Extremist groups such as the so-called Islamic State are targeting unaccompanied child refugees in conflict zones, a UK think tank warns.
A report from counter-extremism organisation the Quilliam Foundation says smugglers are also being paid to bring the recruits into Europe.
It says that when the unaccompanied under-18s arrive in the UK, hundreds then go missing from the care system.
A new government strategy in May will address some of the concerns, it adds.
The Quilliam Foundation report says groups like IS are active in refugee camps abroad.
They distribute food and try to buy allegiance from desperate youngsters by funding the first leg of their journey to Europe.
“Children and young people who are indoctrinated and recruited by IS are an important resource,” it says.
The foundation’s report says extremists may attempt to infiltrate refugee groups and radicalise young minds at any stage of the trip.
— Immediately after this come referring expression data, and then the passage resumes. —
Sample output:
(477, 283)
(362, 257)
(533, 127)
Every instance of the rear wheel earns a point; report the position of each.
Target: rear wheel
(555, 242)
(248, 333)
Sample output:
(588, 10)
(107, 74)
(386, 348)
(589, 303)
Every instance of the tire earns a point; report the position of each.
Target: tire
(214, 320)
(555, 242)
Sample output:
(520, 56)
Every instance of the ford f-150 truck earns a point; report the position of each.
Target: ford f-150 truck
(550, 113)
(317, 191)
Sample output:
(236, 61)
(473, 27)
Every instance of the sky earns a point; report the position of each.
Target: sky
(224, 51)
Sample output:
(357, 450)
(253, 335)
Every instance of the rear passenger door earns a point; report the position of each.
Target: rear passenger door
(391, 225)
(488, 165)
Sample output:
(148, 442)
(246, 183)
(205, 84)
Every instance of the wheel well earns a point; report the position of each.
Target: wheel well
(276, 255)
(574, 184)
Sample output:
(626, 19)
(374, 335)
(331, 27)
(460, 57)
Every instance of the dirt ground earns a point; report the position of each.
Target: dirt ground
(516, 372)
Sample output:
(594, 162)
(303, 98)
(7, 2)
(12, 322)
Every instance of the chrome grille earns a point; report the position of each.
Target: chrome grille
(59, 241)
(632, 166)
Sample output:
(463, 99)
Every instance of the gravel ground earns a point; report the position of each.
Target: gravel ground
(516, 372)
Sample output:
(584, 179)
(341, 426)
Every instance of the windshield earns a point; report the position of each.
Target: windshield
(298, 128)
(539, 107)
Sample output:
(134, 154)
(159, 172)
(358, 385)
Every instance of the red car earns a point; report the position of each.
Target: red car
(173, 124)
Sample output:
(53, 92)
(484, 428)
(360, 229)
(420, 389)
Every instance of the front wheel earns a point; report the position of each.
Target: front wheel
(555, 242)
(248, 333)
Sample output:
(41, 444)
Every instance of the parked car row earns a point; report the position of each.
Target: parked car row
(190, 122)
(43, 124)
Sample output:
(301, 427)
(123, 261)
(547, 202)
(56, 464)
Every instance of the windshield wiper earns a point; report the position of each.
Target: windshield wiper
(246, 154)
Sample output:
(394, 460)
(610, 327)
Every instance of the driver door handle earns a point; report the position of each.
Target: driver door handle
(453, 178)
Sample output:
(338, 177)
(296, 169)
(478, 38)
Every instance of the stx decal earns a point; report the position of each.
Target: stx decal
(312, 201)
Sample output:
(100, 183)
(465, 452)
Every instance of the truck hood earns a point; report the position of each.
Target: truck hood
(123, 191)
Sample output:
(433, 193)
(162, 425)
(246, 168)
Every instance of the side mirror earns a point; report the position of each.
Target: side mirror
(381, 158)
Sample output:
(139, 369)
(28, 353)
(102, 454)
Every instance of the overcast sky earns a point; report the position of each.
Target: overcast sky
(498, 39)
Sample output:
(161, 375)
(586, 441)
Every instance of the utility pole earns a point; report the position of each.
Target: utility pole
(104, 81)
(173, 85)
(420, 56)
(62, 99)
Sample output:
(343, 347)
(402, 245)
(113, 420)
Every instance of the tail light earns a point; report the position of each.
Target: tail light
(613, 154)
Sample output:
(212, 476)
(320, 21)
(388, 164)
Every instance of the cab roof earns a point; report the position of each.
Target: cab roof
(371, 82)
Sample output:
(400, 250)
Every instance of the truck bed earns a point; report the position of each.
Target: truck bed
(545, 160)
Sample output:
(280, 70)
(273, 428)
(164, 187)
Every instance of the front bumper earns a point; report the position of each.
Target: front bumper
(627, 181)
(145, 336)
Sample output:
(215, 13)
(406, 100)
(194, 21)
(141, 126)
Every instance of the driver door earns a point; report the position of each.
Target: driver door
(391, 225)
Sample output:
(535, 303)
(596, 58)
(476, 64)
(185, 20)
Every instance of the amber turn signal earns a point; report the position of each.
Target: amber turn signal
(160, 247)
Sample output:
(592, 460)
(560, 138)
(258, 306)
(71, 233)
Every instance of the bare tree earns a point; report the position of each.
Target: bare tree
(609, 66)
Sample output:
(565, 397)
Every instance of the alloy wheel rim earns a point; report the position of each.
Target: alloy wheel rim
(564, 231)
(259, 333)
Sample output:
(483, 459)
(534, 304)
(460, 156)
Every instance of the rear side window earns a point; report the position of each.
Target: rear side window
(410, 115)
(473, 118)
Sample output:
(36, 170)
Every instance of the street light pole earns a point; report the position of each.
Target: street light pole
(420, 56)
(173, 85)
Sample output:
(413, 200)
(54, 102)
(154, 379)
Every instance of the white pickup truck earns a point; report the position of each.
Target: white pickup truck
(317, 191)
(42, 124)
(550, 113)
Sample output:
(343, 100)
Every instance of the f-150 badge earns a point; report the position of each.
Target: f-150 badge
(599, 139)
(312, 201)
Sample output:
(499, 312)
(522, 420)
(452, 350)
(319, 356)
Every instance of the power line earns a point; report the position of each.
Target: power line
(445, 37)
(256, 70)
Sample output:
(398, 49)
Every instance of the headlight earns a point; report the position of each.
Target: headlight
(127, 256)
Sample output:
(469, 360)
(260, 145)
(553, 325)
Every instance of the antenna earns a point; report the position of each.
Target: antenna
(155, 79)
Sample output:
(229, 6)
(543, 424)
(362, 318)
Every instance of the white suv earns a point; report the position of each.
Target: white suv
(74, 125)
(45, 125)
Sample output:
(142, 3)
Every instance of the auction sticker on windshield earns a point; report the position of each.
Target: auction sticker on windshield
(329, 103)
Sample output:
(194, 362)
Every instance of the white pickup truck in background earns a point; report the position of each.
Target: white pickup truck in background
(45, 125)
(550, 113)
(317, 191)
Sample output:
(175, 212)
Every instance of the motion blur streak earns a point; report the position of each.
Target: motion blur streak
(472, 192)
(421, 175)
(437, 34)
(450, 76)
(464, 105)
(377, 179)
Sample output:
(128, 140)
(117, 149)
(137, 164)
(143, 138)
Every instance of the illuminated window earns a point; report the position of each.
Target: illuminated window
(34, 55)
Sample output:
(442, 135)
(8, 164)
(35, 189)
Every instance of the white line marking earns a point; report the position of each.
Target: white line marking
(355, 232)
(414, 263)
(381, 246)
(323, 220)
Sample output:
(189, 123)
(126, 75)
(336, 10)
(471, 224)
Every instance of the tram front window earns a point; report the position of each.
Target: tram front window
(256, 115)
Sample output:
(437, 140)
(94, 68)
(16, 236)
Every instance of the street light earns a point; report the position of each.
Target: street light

And then when the unaccompanied under-18s reach the UK, hundreds are said to go missing from the care system.
Some run away because they fear not being granted asylum, while others fall victim to abduction, trafficking, sexual and economic exploitation, the foundation says.
Citing figures from 2015, the report says more than 340 children went missing between January and September, with 132 remaining unaccounted for by the end of the year.
According to the report, the government’s forthcoming strategy for safeguarding and promoting the welfare of unaccompanied child refugees is expected to include measures aimed at increasing available foster placements.
It will also include proposals to expand supported accommodation, and reduce the number of unaccompanied children and trafficked children going missing from care.